Complications were under-reported, say the researchers, but mostly were unrelated to CPAP/NIV treatment. The most common complications, described in five reports, included pulmonary embolisms, renal failure, cerebrovascular accident, heart failure, septic shock, as well as ventilator-associated pneumonia.

Forty-six percent of the patients (2,192) received non-invasive respiratory support. Of these, 48.4% received CPAP, 46% had NIV, and 4% had either CPAP or NIV. This support failed in 47.7% of patients, of whom 582 (26.5%) were intubated.

Among reasons for intubation were decreased level of consciousness, refractory hypoxemia, sepsis and hemodynamic instability.

Twenty-nine percent of patients treated with CPAP or NIV died while on non-invasive respiratory support, including 22.2% of CPAP recipients, 35.1% of NIV recipients and 49% of CPAP/NIV recipients.

Of the 582 patients who were intubated after CAP/NIV failure, 59.8% died on invasive mechanical ventilation.

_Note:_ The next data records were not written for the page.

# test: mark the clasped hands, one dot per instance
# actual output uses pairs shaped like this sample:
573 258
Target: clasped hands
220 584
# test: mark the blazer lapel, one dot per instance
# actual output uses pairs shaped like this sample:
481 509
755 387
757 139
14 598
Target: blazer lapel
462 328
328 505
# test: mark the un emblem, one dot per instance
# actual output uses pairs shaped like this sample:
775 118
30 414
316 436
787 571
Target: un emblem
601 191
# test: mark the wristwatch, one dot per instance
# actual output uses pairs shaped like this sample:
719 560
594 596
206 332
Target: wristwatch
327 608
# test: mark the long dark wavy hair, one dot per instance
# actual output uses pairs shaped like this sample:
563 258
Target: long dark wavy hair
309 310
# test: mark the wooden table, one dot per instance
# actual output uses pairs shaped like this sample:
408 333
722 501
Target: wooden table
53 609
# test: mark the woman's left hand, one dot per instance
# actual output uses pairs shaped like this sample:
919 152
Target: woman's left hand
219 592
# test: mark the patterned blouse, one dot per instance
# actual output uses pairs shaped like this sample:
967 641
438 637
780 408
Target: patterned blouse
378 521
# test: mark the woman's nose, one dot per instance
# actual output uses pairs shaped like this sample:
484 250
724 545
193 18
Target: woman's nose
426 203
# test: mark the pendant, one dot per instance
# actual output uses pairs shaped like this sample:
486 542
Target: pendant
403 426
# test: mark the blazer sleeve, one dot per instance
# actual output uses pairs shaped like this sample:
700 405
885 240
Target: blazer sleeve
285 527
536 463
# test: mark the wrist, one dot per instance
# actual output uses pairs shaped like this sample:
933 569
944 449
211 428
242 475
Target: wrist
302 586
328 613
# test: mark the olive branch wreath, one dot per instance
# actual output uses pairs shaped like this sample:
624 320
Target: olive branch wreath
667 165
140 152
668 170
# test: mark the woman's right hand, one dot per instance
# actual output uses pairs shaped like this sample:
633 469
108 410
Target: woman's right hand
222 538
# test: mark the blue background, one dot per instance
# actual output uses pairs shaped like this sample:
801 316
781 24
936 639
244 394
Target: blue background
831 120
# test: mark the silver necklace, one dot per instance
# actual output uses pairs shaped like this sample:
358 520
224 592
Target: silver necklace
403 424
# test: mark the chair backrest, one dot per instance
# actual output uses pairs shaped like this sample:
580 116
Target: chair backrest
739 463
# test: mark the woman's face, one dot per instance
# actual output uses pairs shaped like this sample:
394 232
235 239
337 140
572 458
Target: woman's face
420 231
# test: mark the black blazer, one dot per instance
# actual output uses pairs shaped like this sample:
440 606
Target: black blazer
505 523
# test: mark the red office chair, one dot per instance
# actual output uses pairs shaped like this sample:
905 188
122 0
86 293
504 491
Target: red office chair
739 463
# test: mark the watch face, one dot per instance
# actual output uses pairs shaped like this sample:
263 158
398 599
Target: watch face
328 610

“Both CPAP and NIV have been demonstrated to reduce work of breathing, increase oxygenation and reduce intubation rates in patients with acute hypoxic respiratory failure,” the researchers say. “However, the indication for starting a non-invasive respiratory support in COVID-related acute respiratory distress syndrome is still debated.”

They conclude that both approaches “appear equally and frequently applied in patients with COVID-19 pneumonia, but associated with high mortality. Robust evidence is urgently needed to confirm the clinical efficacy of non-invasive respiratory support in COVID-19-related ARDS.”

Dr. Chiumello did not respond to requests for comments.